O início da época da Haas foi penoso, com a equipa a não conseguir os resultados desejados. Os responsáveis da equipa apontavam os pneus como a principal causa dos problemas, mas a atualização do chassis estreada em Barcelona não trouxe as melhorias desejadas, com Grosjean a apontar os defeitos do carro. Foi esta postura que permitiu à equipa perceber o problema de correlação e sem isso a Haas estaria nesta fase ainda pior:
“Na corrida de Barcelona, quando trouxemos a evolução para o carro, eu imediatamente disse que havia um problema. Em Paul Ricard, depois da qualificação, eu disse-lhes que tínhamos que parar de nos concentrar nos pneus porque esse não era o problema. Havia outro problema real no carro. Foi quando os estudos foram mais aprofundados e percebemos que havia um problema sério. Era um problema de correlação entre o túnel de vento e a pista. O certo é que, se eu não tivesse dito em Barcelona que a evolução não estava a funcionar, eles teriam continuado na mesma direção e este ano não teria dado certo.
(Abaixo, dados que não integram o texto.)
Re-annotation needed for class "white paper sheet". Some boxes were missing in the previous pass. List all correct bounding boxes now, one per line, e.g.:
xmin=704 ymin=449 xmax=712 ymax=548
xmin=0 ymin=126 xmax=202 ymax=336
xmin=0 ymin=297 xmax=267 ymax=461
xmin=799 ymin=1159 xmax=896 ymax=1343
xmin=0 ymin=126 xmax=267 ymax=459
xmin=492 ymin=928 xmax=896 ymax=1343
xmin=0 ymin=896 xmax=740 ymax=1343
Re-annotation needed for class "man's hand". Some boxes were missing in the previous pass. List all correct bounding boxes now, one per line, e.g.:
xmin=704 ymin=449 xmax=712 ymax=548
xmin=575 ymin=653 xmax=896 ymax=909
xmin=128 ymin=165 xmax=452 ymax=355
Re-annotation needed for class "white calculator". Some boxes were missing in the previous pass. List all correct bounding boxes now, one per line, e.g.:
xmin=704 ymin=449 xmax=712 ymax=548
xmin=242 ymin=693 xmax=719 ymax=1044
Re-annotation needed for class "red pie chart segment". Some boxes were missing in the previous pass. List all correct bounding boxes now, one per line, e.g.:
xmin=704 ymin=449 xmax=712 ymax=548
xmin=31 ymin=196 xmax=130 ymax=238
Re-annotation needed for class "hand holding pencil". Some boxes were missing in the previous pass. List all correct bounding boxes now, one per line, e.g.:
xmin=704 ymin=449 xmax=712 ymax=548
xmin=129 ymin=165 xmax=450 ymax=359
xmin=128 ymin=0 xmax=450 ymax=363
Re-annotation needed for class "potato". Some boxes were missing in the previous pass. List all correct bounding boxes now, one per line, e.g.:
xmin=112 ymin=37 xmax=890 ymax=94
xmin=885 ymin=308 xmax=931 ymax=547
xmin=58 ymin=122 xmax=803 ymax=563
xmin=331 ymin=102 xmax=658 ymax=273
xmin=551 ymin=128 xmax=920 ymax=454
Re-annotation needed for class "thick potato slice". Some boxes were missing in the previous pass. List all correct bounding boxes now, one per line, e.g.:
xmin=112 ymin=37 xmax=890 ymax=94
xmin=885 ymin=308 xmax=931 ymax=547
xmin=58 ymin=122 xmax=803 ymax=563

Esse foi definitivamente um ponto positivo” disse o piloto ao motorsport.com.
“Estamos à espera para ver como estará o carro nem pista. Temos todos os números do túnel de vento. Acho que aprendemos muito desde o ano passado. Agora, novamente, a única resposta que realmente obteremos é quando guiarmos o carro e vermos como ele se porta em pista.”
“Tentamos entender de onde vêm os problemas de correlação. Tentamos entender o que fizemos de maneira diferente dos outros e analisamos os conceitos. E então vamos esperar pelas primeiras voltas em Barcelona para garantir que medimos tudo o que acontece no carro e que estamos alinhados com o túnel de vento”.